According to the configuration shown in FIG. 1, this means that a significant length of pipework is required to convey the working fluid to and from the source of waste heat (in this case, the exhaust stack of the OCGT) between each stage of expansion. Long lengths of pipework incur significant cost, in the pipework itself, and in the supports and thermal insulation thereof. Furthermore, the pipework introduces higher pressure drops, which impact on the performance of the cycle. This can be mitigated by increasing the diameter of the pipework, as is known in the art, but this further increases cost.
An alternative known design is to transfer heat indirectly from the source of waste heat (e.g. the OCGT) to the LAES power recovery cycle using an intermediate loop with a heat transfer fluid such as water, thermal oil or a gas such as air or nitrogen.
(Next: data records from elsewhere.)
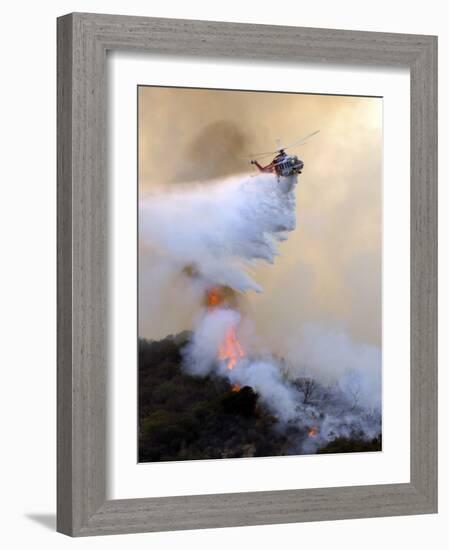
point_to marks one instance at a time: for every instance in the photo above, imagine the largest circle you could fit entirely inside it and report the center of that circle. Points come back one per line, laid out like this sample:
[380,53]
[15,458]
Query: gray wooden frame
[83,40]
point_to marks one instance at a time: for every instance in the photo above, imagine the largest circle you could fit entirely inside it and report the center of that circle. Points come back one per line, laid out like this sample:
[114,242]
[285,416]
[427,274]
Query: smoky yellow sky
[329,269]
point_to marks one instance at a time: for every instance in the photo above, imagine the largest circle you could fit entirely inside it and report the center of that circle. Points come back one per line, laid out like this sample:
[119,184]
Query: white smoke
[220,230]
[215,233]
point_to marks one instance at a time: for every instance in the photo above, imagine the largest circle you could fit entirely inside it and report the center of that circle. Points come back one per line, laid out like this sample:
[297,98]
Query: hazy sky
[329,269]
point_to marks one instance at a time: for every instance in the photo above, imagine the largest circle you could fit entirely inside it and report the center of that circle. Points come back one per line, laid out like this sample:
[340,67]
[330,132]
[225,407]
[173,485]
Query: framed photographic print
[246,274]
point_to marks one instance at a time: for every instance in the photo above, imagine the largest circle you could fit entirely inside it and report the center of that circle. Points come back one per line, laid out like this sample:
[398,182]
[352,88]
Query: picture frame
[83,41]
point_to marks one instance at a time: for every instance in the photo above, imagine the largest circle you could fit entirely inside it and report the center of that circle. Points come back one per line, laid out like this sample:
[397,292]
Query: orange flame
[231,350]
[214,297]
[312,432]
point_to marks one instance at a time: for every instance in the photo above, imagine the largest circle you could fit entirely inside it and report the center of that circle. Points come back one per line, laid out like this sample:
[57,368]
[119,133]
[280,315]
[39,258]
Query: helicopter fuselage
[282,165]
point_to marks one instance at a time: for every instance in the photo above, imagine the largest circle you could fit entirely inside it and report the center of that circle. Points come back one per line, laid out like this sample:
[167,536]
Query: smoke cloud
[310,323]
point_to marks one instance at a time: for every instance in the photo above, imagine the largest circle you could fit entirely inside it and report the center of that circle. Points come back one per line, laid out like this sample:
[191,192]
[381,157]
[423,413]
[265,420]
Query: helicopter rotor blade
[301,141]
[260,155]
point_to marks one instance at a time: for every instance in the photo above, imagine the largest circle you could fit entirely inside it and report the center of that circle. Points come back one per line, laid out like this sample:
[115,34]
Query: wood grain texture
[83,40]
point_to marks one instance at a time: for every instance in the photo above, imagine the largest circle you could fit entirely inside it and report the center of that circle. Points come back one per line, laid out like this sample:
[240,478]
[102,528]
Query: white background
[27,301]
[129,479]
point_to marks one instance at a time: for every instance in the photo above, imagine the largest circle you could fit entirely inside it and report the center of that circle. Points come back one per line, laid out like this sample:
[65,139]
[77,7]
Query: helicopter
[283,164]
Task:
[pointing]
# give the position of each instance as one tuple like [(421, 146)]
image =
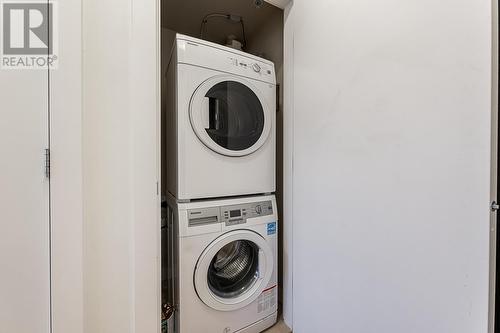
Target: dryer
[(220, 121), (224, 264)]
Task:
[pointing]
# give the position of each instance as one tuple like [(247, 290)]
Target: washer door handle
[(262, 265)]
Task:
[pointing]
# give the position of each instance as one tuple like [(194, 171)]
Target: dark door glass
[(234, 269), (236, 115)]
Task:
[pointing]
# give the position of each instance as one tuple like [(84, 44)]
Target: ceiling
[(185, 16)]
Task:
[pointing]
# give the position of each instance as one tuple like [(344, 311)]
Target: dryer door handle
[(262, 265), (214, 114)]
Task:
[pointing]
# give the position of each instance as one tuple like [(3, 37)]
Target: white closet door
[(24, 202), (391, 165)]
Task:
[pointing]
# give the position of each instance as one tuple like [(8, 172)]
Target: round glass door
[(233, 270), (230, 116)]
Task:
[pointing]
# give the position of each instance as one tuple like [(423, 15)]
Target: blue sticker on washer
[(271, 228)]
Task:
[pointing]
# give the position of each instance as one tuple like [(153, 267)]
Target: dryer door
[(230, 116), (233, 270)]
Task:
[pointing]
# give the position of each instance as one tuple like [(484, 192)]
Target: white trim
[(494, 165), (66, 175), (288, 144)]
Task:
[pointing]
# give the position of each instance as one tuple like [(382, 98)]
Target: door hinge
[(47, 163)]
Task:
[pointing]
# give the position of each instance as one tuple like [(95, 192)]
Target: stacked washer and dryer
[(220, 240)]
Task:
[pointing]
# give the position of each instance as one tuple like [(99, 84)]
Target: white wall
[(121, 207), (391, 165)]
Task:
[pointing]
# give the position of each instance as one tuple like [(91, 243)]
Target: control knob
[(256, 68)]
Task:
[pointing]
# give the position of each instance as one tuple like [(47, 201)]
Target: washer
[(224, 256), (220, 121)]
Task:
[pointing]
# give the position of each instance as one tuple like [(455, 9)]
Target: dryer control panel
[(238, 214)]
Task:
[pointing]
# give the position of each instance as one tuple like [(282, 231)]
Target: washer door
[(233, 270), (230, 116)]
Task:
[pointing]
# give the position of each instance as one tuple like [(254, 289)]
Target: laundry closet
[(221, 165)]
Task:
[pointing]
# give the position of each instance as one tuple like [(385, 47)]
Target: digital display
[(235, 213)]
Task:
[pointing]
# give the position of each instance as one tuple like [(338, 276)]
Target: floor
[(280, 327)]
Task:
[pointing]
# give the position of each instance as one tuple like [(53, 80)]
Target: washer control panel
[(238, 214), (260, 69)]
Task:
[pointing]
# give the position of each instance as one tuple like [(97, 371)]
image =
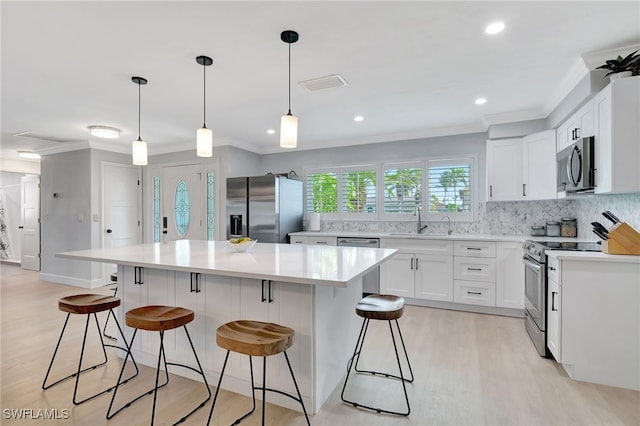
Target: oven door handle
[(533, 265)]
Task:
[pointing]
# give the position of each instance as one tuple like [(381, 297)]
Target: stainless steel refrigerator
[(265, 208)]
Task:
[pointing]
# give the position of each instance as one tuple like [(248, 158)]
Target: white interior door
[(182, 203), (30, 207), (122, 207)]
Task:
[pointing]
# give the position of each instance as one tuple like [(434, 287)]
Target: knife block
[(623, 239)]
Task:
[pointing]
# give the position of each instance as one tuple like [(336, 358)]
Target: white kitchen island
[(312, 289)]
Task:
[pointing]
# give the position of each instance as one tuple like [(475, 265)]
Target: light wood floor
[(470, 369)]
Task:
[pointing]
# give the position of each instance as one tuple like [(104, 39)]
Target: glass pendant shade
[(204, 142), (139, 151), (289, 131)]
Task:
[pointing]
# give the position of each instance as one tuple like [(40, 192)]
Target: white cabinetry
[(522, 168), (554, 317), (504, 169), (319, 240), (474, 272), (422, 269), (579, 125), (509, 275), (617, 130), (539, 166)]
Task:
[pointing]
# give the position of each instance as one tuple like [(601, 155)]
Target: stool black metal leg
[(406, 355), (356, 356), (297, 388)]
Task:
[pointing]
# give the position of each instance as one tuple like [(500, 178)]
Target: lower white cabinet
[(553, 320), (509, 275), (423, 269)]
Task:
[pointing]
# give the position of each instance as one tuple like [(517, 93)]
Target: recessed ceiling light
[(28, 154), (494, 28), (104, 132)]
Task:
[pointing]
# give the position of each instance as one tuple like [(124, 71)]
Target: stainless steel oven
[(535, 284)]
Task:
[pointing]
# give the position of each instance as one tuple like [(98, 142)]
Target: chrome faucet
[(417, 213), (449, 231)]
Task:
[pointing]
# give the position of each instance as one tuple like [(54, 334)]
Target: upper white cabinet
[(504, 169), (579, 125), (617, 131), (539, 166), (522, 168)]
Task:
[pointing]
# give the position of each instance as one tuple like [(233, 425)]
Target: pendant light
[(139, 147), (289, 122), (204, 136)]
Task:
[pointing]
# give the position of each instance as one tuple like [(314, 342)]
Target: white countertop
[(431, 236), (592, 256), (306, 264)]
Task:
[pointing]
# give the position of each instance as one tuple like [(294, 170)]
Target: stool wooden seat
[(388, 308), (158, 318), (88, 304), (256, 338), (381, 307), (161, 318)]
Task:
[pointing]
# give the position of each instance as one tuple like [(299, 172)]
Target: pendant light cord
[(204, 96), (139, 110), (289, 113)]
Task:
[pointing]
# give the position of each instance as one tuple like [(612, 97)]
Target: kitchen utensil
[(600, 234), (600, 227), (613, 218)]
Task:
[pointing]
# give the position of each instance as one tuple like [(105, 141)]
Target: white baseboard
[(73, 281)]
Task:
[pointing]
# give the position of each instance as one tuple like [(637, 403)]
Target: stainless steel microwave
[(576, 166)]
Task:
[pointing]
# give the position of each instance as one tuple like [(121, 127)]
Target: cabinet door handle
[(137, 275)]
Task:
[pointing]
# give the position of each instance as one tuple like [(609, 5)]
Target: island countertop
[(305, 264)]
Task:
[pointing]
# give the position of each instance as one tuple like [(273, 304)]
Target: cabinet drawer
[(474, 269), (474, 293), (475, 248), (553, 269), (418, 245)]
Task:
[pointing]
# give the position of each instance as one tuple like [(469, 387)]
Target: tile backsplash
[(517, 217)]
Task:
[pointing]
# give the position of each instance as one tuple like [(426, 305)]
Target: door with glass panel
[(182, 203)]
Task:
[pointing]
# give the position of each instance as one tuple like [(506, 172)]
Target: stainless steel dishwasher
[(371, 281)]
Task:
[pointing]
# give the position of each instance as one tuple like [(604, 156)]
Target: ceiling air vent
[(39, 136), (322, 83)]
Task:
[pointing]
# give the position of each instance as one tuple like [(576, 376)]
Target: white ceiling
[(413, 69)]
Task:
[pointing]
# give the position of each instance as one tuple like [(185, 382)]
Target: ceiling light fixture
[(139, 147), (104, 132), (204, 137), (494, 28), (28, 154), (289, 122)]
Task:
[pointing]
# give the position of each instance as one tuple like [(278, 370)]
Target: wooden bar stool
[(88, 304), (387, 308), (161, 319), (255, 338)]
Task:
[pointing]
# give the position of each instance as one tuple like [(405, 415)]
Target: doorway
[(182, 203)]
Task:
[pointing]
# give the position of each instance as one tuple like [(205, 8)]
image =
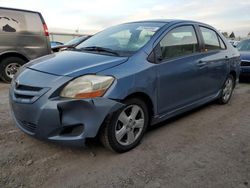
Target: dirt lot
[(209, 147)]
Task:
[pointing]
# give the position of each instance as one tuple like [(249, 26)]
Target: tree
[(225, 34), (232, 36)]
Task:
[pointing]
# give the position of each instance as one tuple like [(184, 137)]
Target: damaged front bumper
[(67, 121)]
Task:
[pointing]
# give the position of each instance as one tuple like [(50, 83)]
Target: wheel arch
[(145, 98), (13, 54)]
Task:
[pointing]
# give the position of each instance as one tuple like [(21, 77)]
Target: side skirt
[(160, 118)]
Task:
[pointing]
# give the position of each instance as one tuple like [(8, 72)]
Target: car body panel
[(25, 35), (245, 64), (74, 64), (173, 86)]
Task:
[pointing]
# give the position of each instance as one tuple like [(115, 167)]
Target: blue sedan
[(122, 80), (244, 49)]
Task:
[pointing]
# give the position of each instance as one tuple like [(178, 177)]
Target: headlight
[(88, 86)]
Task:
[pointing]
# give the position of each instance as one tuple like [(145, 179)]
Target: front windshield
[(125, 38), (244, 45), (75, 40)]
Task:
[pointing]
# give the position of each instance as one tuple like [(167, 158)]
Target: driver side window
[(179, 42)]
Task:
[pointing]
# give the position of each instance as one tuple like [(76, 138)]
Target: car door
[(215, 58), (178, 72)]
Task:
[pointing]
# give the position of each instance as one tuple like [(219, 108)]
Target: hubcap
[(227, 91), (129, 125), (11, 69)]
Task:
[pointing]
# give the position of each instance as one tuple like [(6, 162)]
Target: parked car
[(23, 36), (71, 44), (54, 44), (244, 49), (123, 79)]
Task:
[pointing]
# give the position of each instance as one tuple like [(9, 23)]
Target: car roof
[(171, 21), (167, 21), (15, 9)]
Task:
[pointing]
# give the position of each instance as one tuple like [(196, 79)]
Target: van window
[(179, 42), (210, 39), (15, 22)]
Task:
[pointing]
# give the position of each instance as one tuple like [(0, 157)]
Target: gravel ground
[(208, 147)]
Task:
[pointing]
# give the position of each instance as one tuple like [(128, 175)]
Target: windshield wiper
[(100, 49)]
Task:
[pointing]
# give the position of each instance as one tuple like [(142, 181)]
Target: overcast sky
[(94, 15)]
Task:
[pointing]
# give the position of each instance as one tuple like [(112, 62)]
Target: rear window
[(210, 39), (13, 22)]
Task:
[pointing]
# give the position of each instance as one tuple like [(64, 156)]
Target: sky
[(90, 16)]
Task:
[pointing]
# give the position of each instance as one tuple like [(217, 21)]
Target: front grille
[(245, 63), (30, 127), (27, 94)]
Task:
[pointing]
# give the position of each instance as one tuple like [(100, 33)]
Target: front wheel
[(126, 127), (227, 90)]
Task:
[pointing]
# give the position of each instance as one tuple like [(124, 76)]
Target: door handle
[(201, 63)]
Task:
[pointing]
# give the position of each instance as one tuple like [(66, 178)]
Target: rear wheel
[(227, 90), (126, 127), (9, 66)]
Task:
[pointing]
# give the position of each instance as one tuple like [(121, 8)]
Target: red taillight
[(46, 31)]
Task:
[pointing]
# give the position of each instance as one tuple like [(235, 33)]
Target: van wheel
[(9, 66), (125, 128), (227, 90)]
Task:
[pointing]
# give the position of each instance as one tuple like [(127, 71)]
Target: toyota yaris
[(122, 80)]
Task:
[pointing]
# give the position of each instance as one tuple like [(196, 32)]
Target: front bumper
[(66, 121)]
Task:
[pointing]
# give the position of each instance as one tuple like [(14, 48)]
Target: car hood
[(74, 63), (245, 55)]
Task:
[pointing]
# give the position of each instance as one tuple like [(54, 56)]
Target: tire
[(9, 66), (123, 130), (227, 90)]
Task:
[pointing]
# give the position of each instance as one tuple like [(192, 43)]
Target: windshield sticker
[(8, 24), (152, 29)]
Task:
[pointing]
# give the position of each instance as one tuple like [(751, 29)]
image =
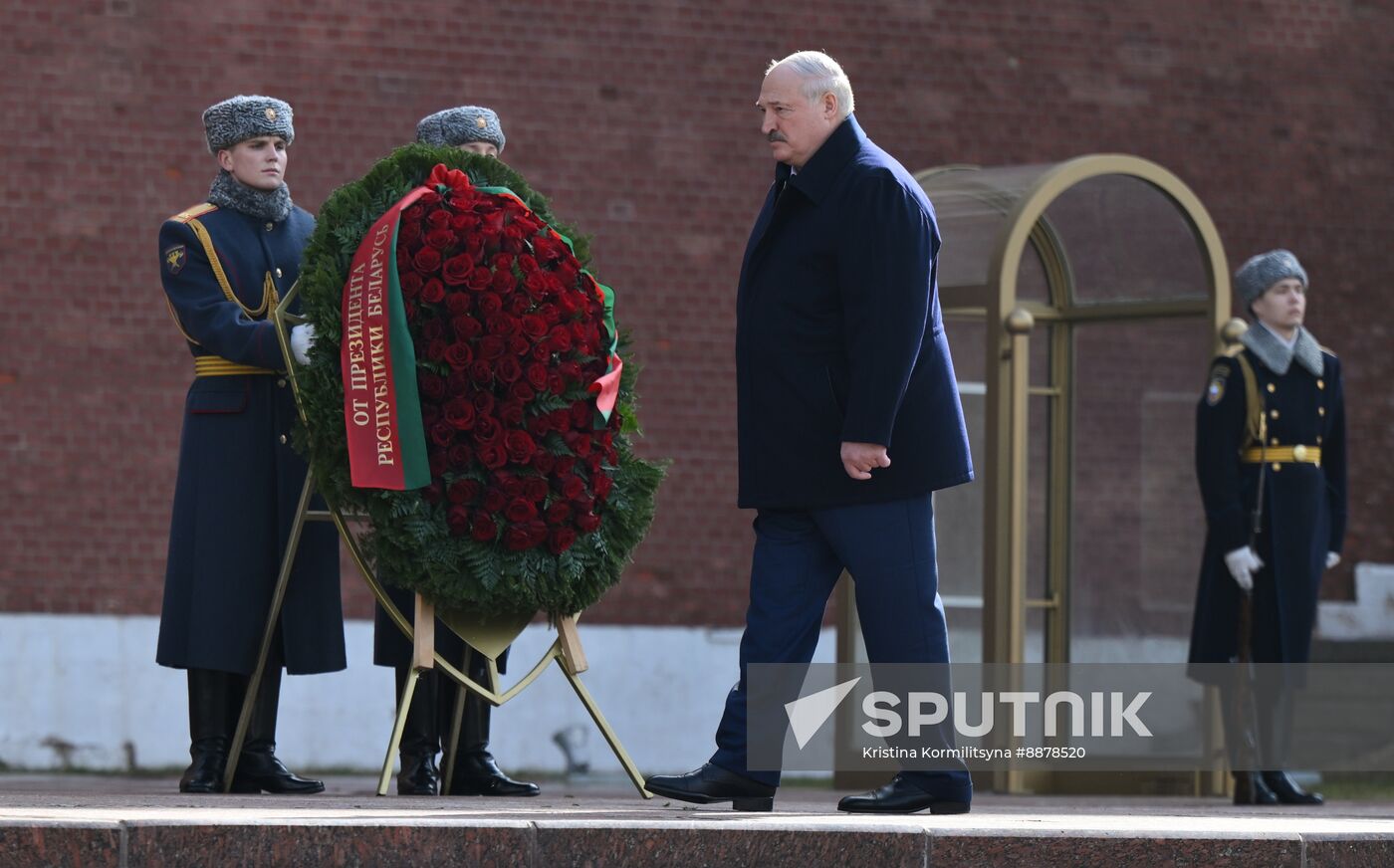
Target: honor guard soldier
[(225, 265), (1271, 457), (431, 714)]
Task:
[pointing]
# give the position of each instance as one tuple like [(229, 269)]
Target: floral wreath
[(536, 498)]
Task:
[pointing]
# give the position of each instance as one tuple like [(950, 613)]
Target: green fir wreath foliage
[(408, 541)]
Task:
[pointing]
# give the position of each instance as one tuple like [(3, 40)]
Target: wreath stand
[(488, 637)]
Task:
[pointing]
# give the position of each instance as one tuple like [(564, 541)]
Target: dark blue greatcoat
[(839, 336), (1303, 508), (239, 478)]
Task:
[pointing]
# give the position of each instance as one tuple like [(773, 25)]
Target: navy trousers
[(888, 547)]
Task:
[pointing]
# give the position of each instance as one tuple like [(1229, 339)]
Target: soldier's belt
[(213, 365), (1282, 454)]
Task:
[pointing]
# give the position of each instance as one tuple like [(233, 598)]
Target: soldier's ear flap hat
[(244, 117), (1264, 271), (460, 125)]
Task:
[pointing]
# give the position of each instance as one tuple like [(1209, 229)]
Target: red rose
[(459, 355), (483, 403), (572, 487), (427, 260), (561, 540), (520, 446), (478, 279), (439, 239), (457, 269), (483, 527), (431, 386), (466, 326), (534, 489), (537, 375), (522, 392), (492, 456), (463, 491), (490, 304), (512, 414), (533, 325), (520, 510), (459, 413), (558, 513), (516, 540), (487, 429), (442, 434), (508, 369), (457, 519), (432, 292), (491, 347), (462, 457)]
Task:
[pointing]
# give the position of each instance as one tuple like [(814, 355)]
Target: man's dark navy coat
[(839, 336)]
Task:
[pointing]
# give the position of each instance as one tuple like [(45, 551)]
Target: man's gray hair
[(821, 74)]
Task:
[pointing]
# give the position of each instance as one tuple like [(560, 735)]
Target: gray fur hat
[(1264, 271), (455, 127), (244, 117)]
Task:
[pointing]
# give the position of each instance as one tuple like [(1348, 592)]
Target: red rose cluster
[(509, 334)]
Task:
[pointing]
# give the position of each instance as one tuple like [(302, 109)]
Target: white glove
[(302, 338), (1243, 564)]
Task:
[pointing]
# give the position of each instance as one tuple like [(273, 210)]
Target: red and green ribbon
[(382, 410)]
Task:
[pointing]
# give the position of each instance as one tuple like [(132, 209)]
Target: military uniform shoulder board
[(188, 213)]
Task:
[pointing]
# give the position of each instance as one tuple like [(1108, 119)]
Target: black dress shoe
[(478, 774), (1286, 791), (1250, 788), (714, 783), (258, 772), (903, 797)]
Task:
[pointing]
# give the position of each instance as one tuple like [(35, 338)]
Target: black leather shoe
[(714, 783), (1250, 788), (262, 772), (1286, 791), (902, 797)]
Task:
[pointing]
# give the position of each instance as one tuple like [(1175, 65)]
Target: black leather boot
[(208, 731), (420, 738), (476, 773), (258, 767)]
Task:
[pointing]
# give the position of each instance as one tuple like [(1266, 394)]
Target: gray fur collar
[(265, 205), (1278, 355)]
This allows the designer to use a single return to the source of waste heat, with one pipe to and one pipe from the waste heat source. However, such systems add thermal inertia and slow down the startup of the LAES system, which can be critical in meeting the requirements for services to the electrical grid.
For high temperatures, such as those available in the exhaust stack of an OCGT, water heat transfer fluid would need to be held at high pressure to avoid boiling. For example, to transfer heat at 275° C., water would have to be held at upwards of 60 bar. This incurs the significant material, engineering and maintenance costs associated with high-pressure systems and maintaining the pressure within the system. It would also need to be managed to avoid freezing, at further financial and energy cost. Oil-based systems also present a fire and pollution risk.
A gas-based system would be more energy intensive, requiring more power to recirculate the gas.
There is therefore a need to minimise system costs while maintaining the performance of the power recovery cycle for LAES installations using direct heat transfer with a distant source of waste heat.